Appointment of Nuisance Receiver Reversed for Affordable Housing Community


Green Meadows Housing Partners, LP v. Macon-Bibb Cnty., 372 Ga.App. 724 (Ga.App., 2024)

In an effort to reduce crime in the affordable housing community of Green Meadows Townhomes, Macon-Bibb County filed a public-nuisance action against the property’s owners, Green Meadows Housing Partners, LP, and its related entities.1 And in an ex parte hearing that same day, the County successfully moved the trial court to declare the property a public nuisance and appoint a receiver to take control of the housing complex. GMHP filed an answer and moved to vacate the ex parte order; but following an emergency hearing, the trial court reaffirmed the finding that the property was a public nuisance, as well as the appointment of the receiver.
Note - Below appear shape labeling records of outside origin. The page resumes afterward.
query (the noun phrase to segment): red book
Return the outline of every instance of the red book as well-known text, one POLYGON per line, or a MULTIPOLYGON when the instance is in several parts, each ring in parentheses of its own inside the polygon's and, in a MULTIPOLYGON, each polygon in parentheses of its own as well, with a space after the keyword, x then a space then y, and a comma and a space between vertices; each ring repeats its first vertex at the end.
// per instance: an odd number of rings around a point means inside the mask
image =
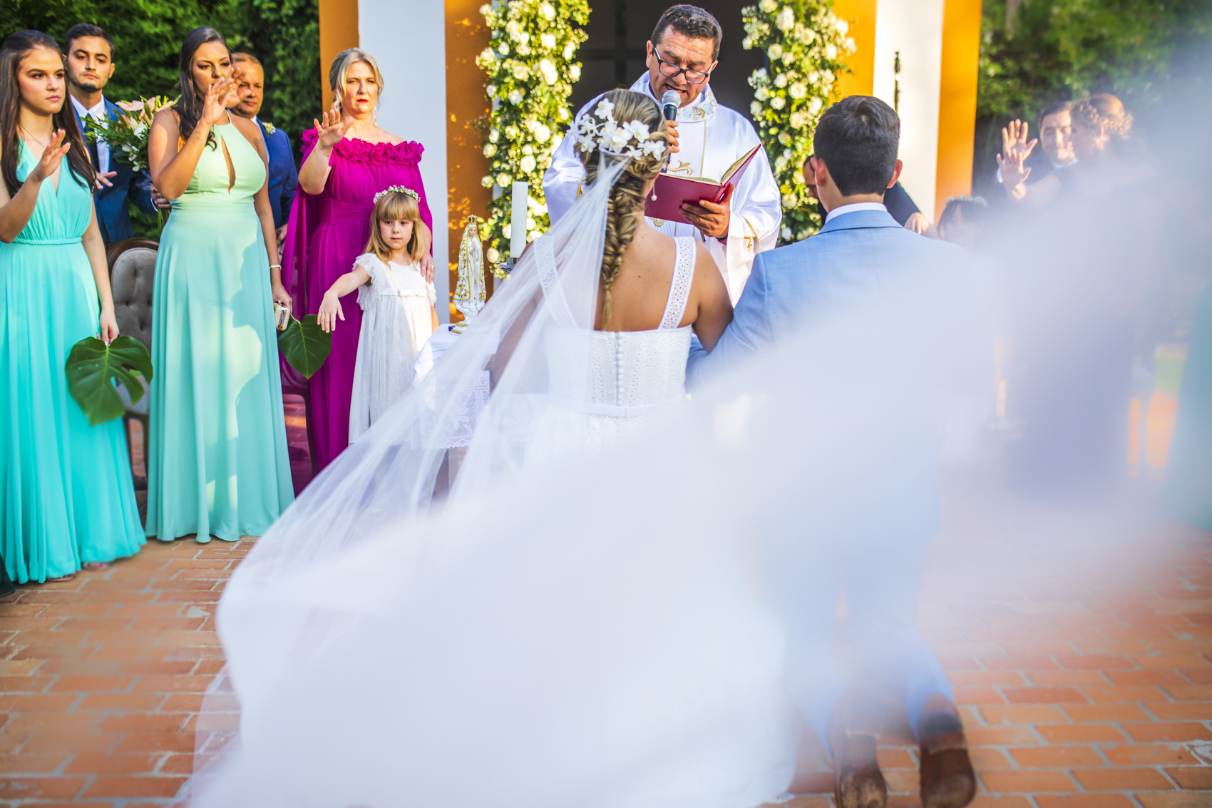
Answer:
POLYGON ((673 173, 662 173, 657 177, 657 183, 652 186, 652 194, 644 206, 644 215, 650 218, 663 218, 668 222, 681 222, 690 224, 681 215, 681 206, 697 205, 699 200, 720 204, 724 194, 727 193, 728 183, 736 184, 741 175, 749 167, 749 161, 758 154, 761 143, 745 152, 739 160, 733 163, 724 178, 716 182, 707 177, 679 177, 673 173))

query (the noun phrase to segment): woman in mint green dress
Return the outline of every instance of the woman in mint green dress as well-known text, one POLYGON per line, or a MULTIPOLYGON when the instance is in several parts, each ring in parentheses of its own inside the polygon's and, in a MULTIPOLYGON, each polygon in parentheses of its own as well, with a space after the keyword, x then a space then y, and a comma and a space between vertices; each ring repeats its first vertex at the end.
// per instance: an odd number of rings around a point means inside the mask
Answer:
POLYGON ((0 50, 0 553, 18 584, 63 580, 144 544, 121 420, 68 393, 72 346, 118 336, 95 173, 41 32, 0 50), (5 110, 15 109, 15 115, 5 110))
POLYGON ((236 102, 227 44, 195 28, 181 99, 156 113, 152 180, 172 214, 152 294, 149 536, 261 535, 295 500, 278 365, 278 266, 257 125, 236 102))

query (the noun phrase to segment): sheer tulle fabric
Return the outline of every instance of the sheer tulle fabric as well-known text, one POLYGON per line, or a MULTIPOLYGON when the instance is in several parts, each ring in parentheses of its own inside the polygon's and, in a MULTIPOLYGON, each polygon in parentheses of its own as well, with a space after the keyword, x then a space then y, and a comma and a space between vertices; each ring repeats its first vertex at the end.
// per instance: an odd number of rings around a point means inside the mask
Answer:
POLYGON ((240 734, 193 804, 745 808, 785 789, 796 735, 766 573, 794 564, 812 586, 817 541, 877 522, 863 493, 903 436, 928 439, 927 393, 965 342, 927 283, 593 456, 528 459, 558 410, 548 351, 593 325, 618 170, 231 577, 218 626, 240 734), (938 338, 880 336, 914 328, 938 338), (444 429, 498 343, 509 363, 430 508, 444 429))

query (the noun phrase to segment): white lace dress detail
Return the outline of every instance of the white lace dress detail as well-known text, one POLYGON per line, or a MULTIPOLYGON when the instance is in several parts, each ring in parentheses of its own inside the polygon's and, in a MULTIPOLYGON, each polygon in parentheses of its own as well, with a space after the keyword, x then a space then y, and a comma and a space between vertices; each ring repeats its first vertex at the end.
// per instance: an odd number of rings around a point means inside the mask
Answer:
POLYGON ((560 329, 548 340, 551 393, 559 410, 536 436, 533 453, 608 445, 635 423, 686 400, 691 326, 679 328, 694 275, 694 240, 678 244, 661 325, 651 331, 560 329))
POLYGON ((412 362, 433 334, 430 308, 438 300, 434 285, 415 264, 384 263, 366 254, 354 266, 365 269, 371 281, 358 290, 362 330, 349 402, 350 443, 412 385, 412 362))

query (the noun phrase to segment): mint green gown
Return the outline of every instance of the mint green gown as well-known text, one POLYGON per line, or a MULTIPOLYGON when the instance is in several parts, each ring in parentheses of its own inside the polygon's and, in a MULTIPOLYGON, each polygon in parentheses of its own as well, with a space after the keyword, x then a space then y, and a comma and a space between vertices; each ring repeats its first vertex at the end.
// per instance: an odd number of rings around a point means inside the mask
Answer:
MULTIPOLYGON (((21 144, 17 178, 36 158, 21 144)), ((0 553, 18 584, 84 562, 133 556, 145 541, 122 420, 91 426, 64 364, 96 336, 101 302, 80 241, 92 193, 63 160, 12 244, 0 243, 0 553)))
POLYGON ((261 535, 295 500, 269 260, 252 204, 265 164, 234 124, 213 132, 155 263, 147 531, 165 541, 261 535))

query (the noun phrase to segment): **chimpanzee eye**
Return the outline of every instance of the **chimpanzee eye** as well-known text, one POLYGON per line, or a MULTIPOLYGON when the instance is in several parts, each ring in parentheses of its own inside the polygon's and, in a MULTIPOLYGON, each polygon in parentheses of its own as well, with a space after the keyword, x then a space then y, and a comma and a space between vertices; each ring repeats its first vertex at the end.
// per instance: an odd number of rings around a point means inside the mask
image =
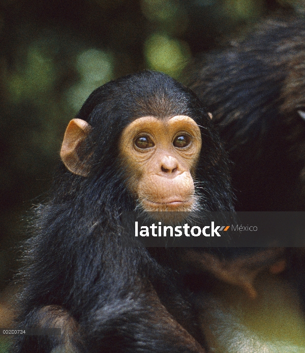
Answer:
POLYGON ((186 147, 191 143, 191 139, 187 135, 179 135, 174 140, 173 145, 175 147, 183 148, 186 147))
POLYGON ((150 148, 155 146, 151 139, 148 136, 141 136, 136 139, 135 145, 139 148, 150 148))

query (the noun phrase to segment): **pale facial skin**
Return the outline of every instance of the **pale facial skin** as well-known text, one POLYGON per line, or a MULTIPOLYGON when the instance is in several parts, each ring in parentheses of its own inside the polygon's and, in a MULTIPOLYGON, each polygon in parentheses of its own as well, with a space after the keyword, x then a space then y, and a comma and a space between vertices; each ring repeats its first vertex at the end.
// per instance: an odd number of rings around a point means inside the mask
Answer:
POLYGON ((146 211, 190 211, 192 174, 201 147, 200 130, 186 116, 136 119, 123 131, 120 157, 127 186, 146 211))
MULTIPOLYGON (((87 176, 77 150, 90 130, 81 119, 70 121, 60 156, 74 174, 87 176)), ((195 202, 194 174, 201 148, 200 129, 189 117, 136 119, 120 137, 119 157, 127 170, 127 186, 145 211, 191 211, 195 202)))

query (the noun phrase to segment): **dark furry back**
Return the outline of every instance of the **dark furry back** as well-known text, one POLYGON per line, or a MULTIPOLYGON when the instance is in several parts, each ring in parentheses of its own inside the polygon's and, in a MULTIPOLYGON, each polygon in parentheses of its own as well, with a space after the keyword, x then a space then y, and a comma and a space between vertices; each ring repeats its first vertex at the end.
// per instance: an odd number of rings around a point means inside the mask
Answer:
POLYGON ((201 58, 191 88, 214 116, 235 163, 240 210, 304 209, 305 20, 263 20, 201 58))

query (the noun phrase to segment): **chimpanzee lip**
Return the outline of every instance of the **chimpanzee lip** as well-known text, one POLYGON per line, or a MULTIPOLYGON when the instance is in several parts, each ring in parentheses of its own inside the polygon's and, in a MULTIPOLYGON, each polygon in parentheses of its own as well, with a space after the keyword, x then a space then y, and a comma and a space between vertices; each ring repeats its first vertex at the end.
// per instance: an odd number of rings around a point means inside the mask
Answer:
POLYGON ((149 200, 146 200, 145 201, 148 203, 154 204, 154 205, 168 205, 169 206, 179 206, 183 204, 189 204, 190 203, 190 200, 181 200, 179 199, 174 199, 171 200, 169 200, 168 201, 163 201, 162 202, 157 202, 156 201, 151 201, 149 200))

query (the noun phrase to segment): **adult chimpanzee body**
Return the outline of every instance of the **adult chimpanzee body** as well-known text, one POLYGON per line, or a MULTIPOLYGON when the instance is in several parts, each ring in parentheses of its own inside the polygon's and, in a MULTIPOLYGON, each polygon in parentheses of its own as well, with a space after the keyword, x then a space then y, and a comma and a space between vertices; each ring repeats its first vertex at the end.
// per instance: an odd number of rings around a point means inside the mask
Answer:
POLYGON ((18 327, 62 335, 18 336, 11 351, 204 351, 175 274, 123 247, 120 221, 136 207, 232 209, 225 154, 201 103, 160 73, 111 82, 70 122, 61 156, 26 244, 18 327))
MULTIPOLYGON (((245 39, 201 58, 190 83, 212 113, 233 160, 236 210, 305 210, 304 18, 287 15, 264 20, 245 39)), ((259 258, 260 250, 254 249, 253 252, 259 258)), ((275 279, 282 281, 277 285, 283 289, 282 294, 278 295, 276 286, 264 289, 259 297, 268 292, 267 296, 277 297, 280 306, 283 297, 287 305, 291 303, 287 299, 290 296, 303 308, 303 249, 286 249, 282 258, 271 269, 271 274, 265 271, 258 276, 258 281, 267 286, 275 279), (282 277, 275 275, 280 273, 282 277), (289 294, 290 290, 293 294, 289 294)), ((244 260, 239 258, 236 262, 244 260)), ((244 265, 247 267, 246 262, 244 265)), ((268 342, 251 333, 248 328, 242 328, 239 319, 247 316, 251 304, 243 306, 239 297, 236 298, 233 304, 228 304, 223 296, 220 301, 212 301, 208 309, 205 308, 203 318, 206 319, 209 314, 213 317, 211 324, 218 328, 215 330, 217 333, 211 335, 216 351, 303 351, 304 340, 300 347, 279 344, 274 338, 273 342, 268 342), (232 307, 241 313, 239 319, 236 319, 236 311, 229 309, 232 307)), ((269 305, 263 300, 260 307, 255 307, 260 310, 263 307, 266 311, 269 305)), ((298 315, 303 327, 300 309, 298 315)), ((263 321, 270 320, 272 315, 269 316, 266 314, 263 321)), ((206 321, 204 325, 207 327, 206 321)))
POLYGON ((304 209, 304 19, 271 18, 191 79, 234 162, 237 211, 304 209))

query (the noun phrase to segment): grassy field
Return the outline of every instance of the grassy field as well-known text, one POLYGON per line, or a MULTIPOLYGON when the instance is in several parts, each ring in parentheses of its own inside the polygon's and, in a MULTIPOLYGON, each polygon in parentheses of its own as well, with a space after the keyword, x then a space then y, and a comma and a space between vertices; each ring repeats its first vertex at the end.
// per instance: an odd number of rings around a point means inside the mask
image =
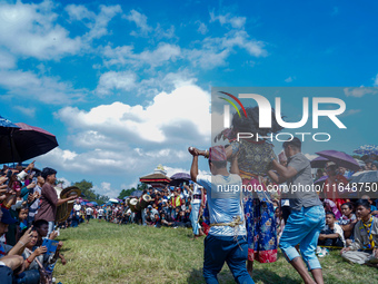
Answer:
MULTIPOLYGON (((56 266, 57 282, 72 283, 205 283, 203 238, 192 241, 186 228, 155 228, 91 221, 61 231, 68 263, 56 266)), ((338 252, 320 258, 325 282, 378 283, 376 268, 342 262, 338 252)), ((233 283, 225 265, 220 283, 233 283)), ((302 283, 279 253, 273 264, 255 265, 256 283, 302 283)))

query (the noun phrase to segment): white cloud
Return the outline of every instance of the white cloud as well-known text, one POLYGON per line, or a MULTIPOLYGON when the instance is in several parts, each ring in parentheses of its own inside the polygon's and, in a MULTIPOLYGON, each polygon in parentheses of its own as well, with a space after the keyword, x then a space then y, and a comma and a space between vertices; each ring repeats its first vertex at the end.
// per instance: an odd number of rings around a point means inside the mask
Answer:
POLYGON ((308 153, 306 153, 305 156, 306 156, 306 158, 308 158, 309 160, 312 160, 312 159, 319 157, 318 155, 308 154, 308 153))
POLYGON ((133 47, 131 46, 122 46, 117 48, 111 48, 110 46, 105 47, 105 63, 107 66, 131 65, 135 68, 141 68, 146 65, 157 67, 168 61, 176 61, 176 59, 181 55, 181 49, 179 46, 165 42, 159 43, 158 47, 152 51, 145 50, 140 53, 135 53, 132 49, 133 47))
POLYGON ((376 75, 376 78, 374 78, 374 86, 378 87, 378 74, 376 75))
POLYGON ((14 106, 14 108, 26 116, 29 116, 29 117, 36 116, 36 108, 33 108, 33 107, 14 106))
POLYGON ((72 183, 70 180, 68 180, 66 177, 60 177, 59 174, 58 174, 58 178, 57 179, 58 179, 58 182, 63 182, 62 183, 63 188, 69 187, 69 186, 72 185, 72 183))
POLYGON ((147 107, 122 102, 101 105, 90 111, 66 107, 57 117, 76 129, 105 135, 108 131, 121 133, 130 140, 167 143, 188 139, 189 134, 200 136, 191 139, 205 139, 210 133, 209 108, 209 94, 187 85, 171 94, 160 92, 147 107))
POLYGON ((58 60, 77 53, 81 39, 70 38, 69 31, 56 23, 54 4, 46 0, 39 4, 0 4, 0 45, 14 55, 58 60))
POLYGON ((346 112, 344 112, 342 115, 340 115, 341 117, 346 117, 346 116, 352 116, 356 115, 358 112, 361 112, 360 109, 348 109, 346 112))
POLYGON ((92 187, 94 193, 108 196, 109 198, 117 198, 121 189, 115 189, 112 188, 110 183, 102 182, 100 186, 94 185, 92 187))
POLYGON ((100 6, 100 12, 96 14, 89 11, 84 6, 69 4, 66 7, 71 21, 82 21, 89 31, 83 36, 86 41, 101 38, 109 35, 108 23, 118 13, 122 12, 119 4, 117 6, 100 6))
POLYGON ((102 74, 97 86, 97 94, 100 96, 111 94, 111 90, 128 91, 136 87, 137 75, 132 71, 102 74))
POLYGON ((286 78, 285 81, 286 81, 286 82, 292 82, 292 80, 294 80, 295 78, 296 78, 296 77, 291 77, 291 76, 290 76, 290 77, 286 78))
POLYGON ((205 35, 208 32, 208 27, 203 22, 199 22, 197 31, 201 35, 205 35))
POLYGON ((366 87, 359 87, 359 88, 344 88, 344 94, 347 97, 356 97, 361 98, 365 95, 376 95, 378 92, 377 88, 366 88, 366 87))
POLYGON ((62 105, 80 100, 87 92, 74 89, 70 84, 56 77, 37 76, 31 71, 0 70, 0 86, 8 95, 34 98, 46 104, 62 105))
POLYGON ((219 21, 221 26, 230 25, 235 29, 241 29, 246 25, 246 17, 232 17, 230 13, 216 16, 210 12, 210 22, 219 21))
POLYGON ((12 69, 16 67, 16 58, 7 51, 0 50, 0 69, 12 69))
POLYGON ((147 25, 147 17, 136 10, 131 10, 130 13, 126 17, 129 21, 132 21, 139 28, 139 32, 131 31, 131 36, 147 36, 152 28, 147 25))
POLYGON ((235 48, 245 49, 250 56, 266 57, 265 42, 252 40, 243 30, 231 30, 222 38, 208 37, 201 42, 200 49, 187 49, 186 58, 195 65, 205 69, 225 66, 226 59, 233 52, 235 48))

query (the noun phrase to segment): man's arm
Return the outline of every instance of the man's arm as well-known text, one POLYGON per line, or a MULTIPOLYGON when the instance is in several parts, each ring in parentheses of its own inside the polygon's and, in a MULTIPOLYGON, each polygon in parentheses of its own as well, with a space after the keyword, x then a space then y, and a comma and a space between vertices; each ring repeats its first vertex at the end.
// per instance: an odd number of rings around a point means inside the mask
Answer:
POLYGON ((64 198, 64 199, 58 199, 58 202, 57 202, 57 206, 59 206, 59 205, 62 205, 63 203, 67 203, 67 202, 69 202, 69 200, 74 200, 76 198, 77 198, 78 196, 70 196, 70 197, 68 197, 68 198, 64 198))
POLYGON ((286 182, 286 179, 281 176, 278 176, 275 172, 271 169, 268 170, 268 176, 276 183, 276 184, 282 184, 286 182))
MULTIPOLYGON (((296 176, 298 174, 297 169, 295 169, 294 167, 285 167, 282 165, 280 165, 276 159, 273 159, 271 161, 273 168, 277 170, 278 175, 280 176, 281 180, 286 182, 289 178, 296 176)), ((284 183, 281 182, 281 183, 284 183)))
MULTIPOLYGON (((231 148, 231 147, 228 147, 231 148)), ((230 173, 235 174, 235 175, 239 175, 239 165, 238 165, 238 155, 235 155, 232 160, 231 160, 231 168, 230 168, 230 173)))
POLYGON ((195 183, 197 183, 197 176, 198 176, 198 149, 196 148, 189 148, 189 153, 193 156, 193 160, 191 161, 190 167, 190 178, 195 183))
POLYGON ((31 228, 32 226, 28 228, 27 232, 24 232, 23 236, 19 242, 17 242, 12 249, 9 251, 8 255, 21 255, 23 253, 26 245, 31 241, 32 237, 31 228))
POLYGON ((319 239, 325 239, 325 238, 338 238, 340 235, 339 234, 320 234, 319 239))

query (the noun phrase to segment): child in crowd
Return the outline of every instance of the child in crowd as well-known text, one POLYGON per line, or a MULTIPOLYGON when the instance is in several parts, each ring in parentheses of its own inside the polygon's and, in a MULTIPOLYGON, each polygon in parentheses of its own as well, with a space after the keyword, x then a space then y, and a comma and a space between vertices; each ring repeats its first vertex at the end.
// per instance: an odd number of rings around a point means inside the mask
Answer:
POLYGON ((279 238, 281 237, 284 228, 285 228, 285 221, 282 218, 282 212, 280 210, 279 207, 276 208, 275 215, 276 215, 276 227, 277 227, 277 242, 279 243, 279 238))
MULTIPOLYGON (((345 246, 344 231, 336 223, 336 217, 332 212, 326 212, 326 227, 320 232, 318 245, 320 246, 345 246)), ((322 257, 327 254, 326 249, 319 253, 322 257)))
POLYGON ((346 238, 346 244, 350 245, 354 239, 354 228, 357 223, 356 215, 354 214, 354 206, 351 203, 345 203, 341 205, 341 218, 338 219, 339 224, 344 231, 344 237, 346 238))
POLYGON ((20 209, 18 209, 19 224, 17 225, 16 232, 17 242, 20 239, 22 232, 28 228, 28 216, 29 216, 28 206, 22 206, 20 209))
POLYGON ((378 218, 371 215, 368 200, 358 200, 356 207, 360 219, 355 225, 355 242, 341 249, 341 256, 351 263, 378 267, 378 218))

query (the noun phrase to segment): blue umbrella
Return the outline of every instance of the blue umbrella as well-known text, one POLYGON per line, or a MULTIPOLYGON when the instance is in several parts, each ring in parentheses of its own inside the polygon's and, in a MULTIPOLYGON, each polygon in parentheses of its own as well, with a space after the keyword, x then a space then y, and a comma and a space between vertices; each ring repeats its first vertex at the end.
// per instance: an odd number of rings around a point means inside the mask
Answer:
POLYGON ((133 190, 130 196, 136 196, 136 197, 140 197, 142 196, 143 192, 142 190, 133 190))
POLYGON ((12 121, 8 120, 0 116, 0 134, 9 134, 12 129, 20 128, 19 126, 14 125, 12 121))
POLYGON ((377 145, 364 145, 359 146, 354 153, 359 155, 378 155, 378 146, 377 145))
POLYGON ((329 161, 329 159, 326 159, 324 157, 317 157, 310 161, 311 168, 324 168, 327 161, 329 161))
POLYGON ((316 153, 319 156, 335 161, 340 167, 349 168, 352 170, 359 170, 360 166, 358 165, 357 160, 350 157, 348 154, 338 150, 322 150, 316 153))

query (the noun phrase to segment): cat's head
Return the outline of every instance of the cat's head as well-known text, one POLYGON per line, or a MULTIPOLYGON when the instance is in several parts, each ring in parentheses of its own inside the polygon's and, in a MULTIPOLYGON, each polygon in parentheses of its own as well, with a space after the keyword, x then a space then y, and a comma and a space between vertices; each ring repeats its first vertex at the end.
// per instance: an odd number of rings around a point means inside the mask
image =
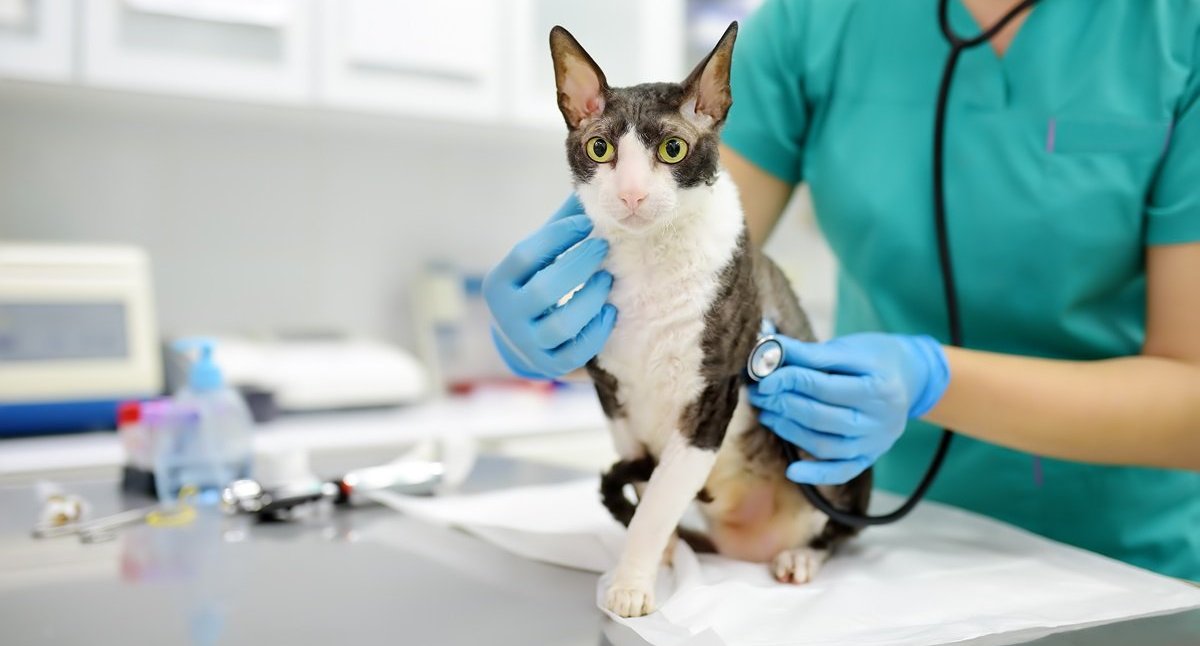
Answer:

Subsequently, GMHP appealed, and the County then cross appealed.

[. . .]

Here, it is undisputed the trial court did not provide GMHP with any notice or hearing prior to issuing an ex parte order appointing a receiver and granting that receiver virtually unfettered control over all aspects of the Property’s management. Put in more stark terms, the County took away a business’s private property with absolutely no due process.

[. . .]

In its order denying GMHP’s motion to vacate, the trial court conceded that the appointment of a receiver to abate a public nuisance is unprecedented. This is hardly surprising given that our Supreme Court has explicitly held that “[i]n the absence of any statutory expansion of equity jurisdiction, a public nuisance may be abated in equity by injunction only.”33 Nevertheless, in support of its decision to appoint a receiver (in that same order), the trial court cited OCGA § 9-8-1, which provides: “When any fund or property is in litigation and the rights of either or both parties cannot otherwise be fully protected or when there is a fund or property having no one to manage it, a receiver of the same may be appointed by the judge of the superior court having jurisdiction thereof.” But as both parties and the trial court that issued the ex parte order agreed, this statute *734 is not applicable. Rather, the codified purpose of a receivership is to “preserve the property which is the subject of the litigation, and to provide full protection to the parties’ rights to the property until a final disposition of the issues.”34 And here, the County—as it acknowledges—is not asserting a right to or in the Property as contemplated by the statute.35 So, although the County argues the trial court had general plenary power to abate a nuisance in any manner it saw fit, it fails to point to statutory authority or binding Georgia caselaw affirming the appointment of a receiver in any factual situation even remotely analogous to this one. As a result, given the absence of any legal basis supporting the appointment of the receiver, the trial court abused its discretion in ordering the appointment.36 Accordingly, we reverse that aspect of its ruling.